Vous pouvez voir les femmes enceintes comme des guerrières, en particulier celles qui arrivent à tout conjuguer, s’occuper de leurs aînés, grossesse, travail …et tant mieux pour elles. Et puis, il y a celles qui restent sur le canapé à court d’énergie parce qu’elles font déjà énormément, même assises les yeux dans le vide. Les trois premiers mois de mes grossesses, je me reconnais tellement dans ces femmes qui n’ont aucune énergie pour rien. C’est incroyable comment on peut se sentir épuisé, alors qu’on a encore rien fait. Mais dans mon cas, heureusement, cet état de fatigue fait place à une femme enceinte plutôt énergique après le premier trimestre.

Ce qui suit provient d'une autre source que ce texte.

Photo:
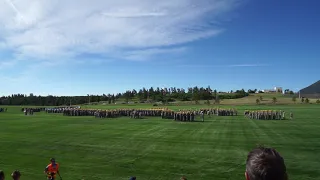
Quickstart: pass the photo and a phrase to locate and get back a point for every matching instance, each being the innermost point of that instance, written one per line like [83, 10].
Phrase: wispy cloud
[139, 29]
[224, 66]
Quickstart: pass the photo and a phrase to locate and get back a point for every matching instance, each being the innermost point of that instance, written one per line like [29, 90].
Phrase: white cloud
[58, 29]
[224, 66]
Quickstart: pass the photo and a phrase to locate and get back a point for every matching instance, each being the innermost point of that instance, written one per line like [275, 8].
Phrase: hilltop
[312, 91]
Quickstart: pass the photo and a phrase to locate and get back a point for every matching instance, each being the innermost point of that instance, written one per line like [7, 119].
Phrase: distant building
[278, 89]
[274, 90]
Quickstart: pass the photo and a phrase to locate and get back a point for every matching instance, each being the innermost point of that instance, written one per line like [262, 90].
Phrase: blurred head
[1, 175]
[265, 164]
[53, 161]
[16, 175]
[183, 178]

Donc, non, la grossesse n’est pas une maladie, mais c’est un état à part où il faut vraiment s’écouter et s’accompagner.
Elle est à vous
Oui, votre grossesse est à vous dans ces maux comme ces joies. Il est vraiment important de vous fier à vous, aux nombreux professionnels, aujourd’hui disponibles pour nous accompagner afin d’arriver à plus personnaliser votre grossesse. Que ça soit au niveau de l’alimentation, du sport, du poids, des différents maux vécus, des émotions, des inquiétudes, je vous encourage à vous informer pour vous, par rapport à votre situation, et votre réalité. Il est très difficile de généraliser les grossesses, même pour celles qui sont vécues par la même femme.

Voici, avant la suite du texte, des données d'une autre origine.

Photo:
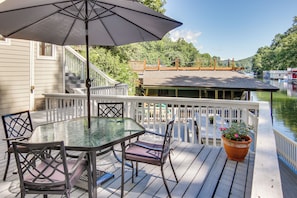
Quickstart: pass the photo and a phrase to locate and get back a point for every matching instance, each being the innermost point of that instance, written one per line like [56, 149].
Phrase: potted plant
[210, 119]
[236, 141]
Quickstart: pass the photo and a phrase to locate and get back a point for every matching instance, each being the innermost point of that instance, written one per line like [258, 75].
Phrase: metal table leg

Est-ce que vous mangez trop ou encore vous ne mangez pas assez? Est-ce que vous allez vous entraîner pendant la grossesse ou encore attendre après? Est-ce que vous prenez trop de poids ou vous n’en prenez pas assez? Est-ce que vous vous laissez aller à vos envies de grossesse ou vous vous disciplinez à ne faire aucun faux pas, même enceinte? Est-ce que vous avez un gros ventre ou bien ça se voit à peine que vous êtes enceinte? Les questions comme ça il en a des centaines. Mais ma réponse reste la même pour toutes: écoutez-vous, acceptez-vous, ce n’est ni le temps de dépasser ses limites ni le temps de prouver aux autres quoi que ce soit. Je n’ai rien contre les changements d’habitude pendant la grossesse, je suis contre la non considération de soi dans ces changements contre le fait de suivre la masse.

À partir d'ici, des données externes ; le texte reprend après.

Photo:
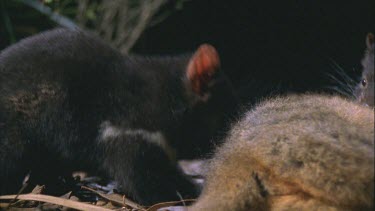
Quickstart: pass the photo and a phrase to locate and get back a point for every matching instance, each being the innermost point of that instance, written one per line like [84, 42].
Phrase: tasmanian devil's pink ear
[370, 41]
[202, 67]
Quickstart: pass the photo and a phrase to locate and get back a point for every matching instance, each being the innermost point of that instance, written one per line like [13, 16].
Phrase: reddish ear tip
[208, 57]
[370, 38]
[202, 66]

Vous voulez faire du sport? Regardez le niveau de forme physique que vous avez déjà et demandez conseil à un professionnel pour savoir quel plan d’entrainement suivre pendant la grossesse. Et si vous ne faisiez pas d’activités physiques, même chose, informez-vous sur comment commencer tout en respectant votre rythme et en restant sécuritaire. Vous voulez bien manger? Informez-vous sur la bonne façon d’insérer de bonnes habitudes alimentaires dans votre quotidien. Mais n’allais pas prendre n’importe quel régime alimentaire juste pour le faire. Pour moi, il y a une grande différence entre faire et bien faire. Vous voulez arrêter de fumer, vous voulez améliorer votre environnement relationnel pour vous et l’enfant à naître, vous voulez changer vos pensées négatives en pensées positives, trouvez une personne qui peut vous accompagner dans vos démarches tout en vous mettant au centre de ces démarches.
Non seulement la grossesse est très personnelle d’une femme à une autre, mais pendant la grossesse c’est aussi le moment de se choisir, de s’écouter, de se respecter et de s’aimer. Oui, soyons douces avec nous-mêmes, soyons indulgentes et patientes avec nous-mêmes. Le mot clé, c’est de se déculpabiliser et de s’écouter.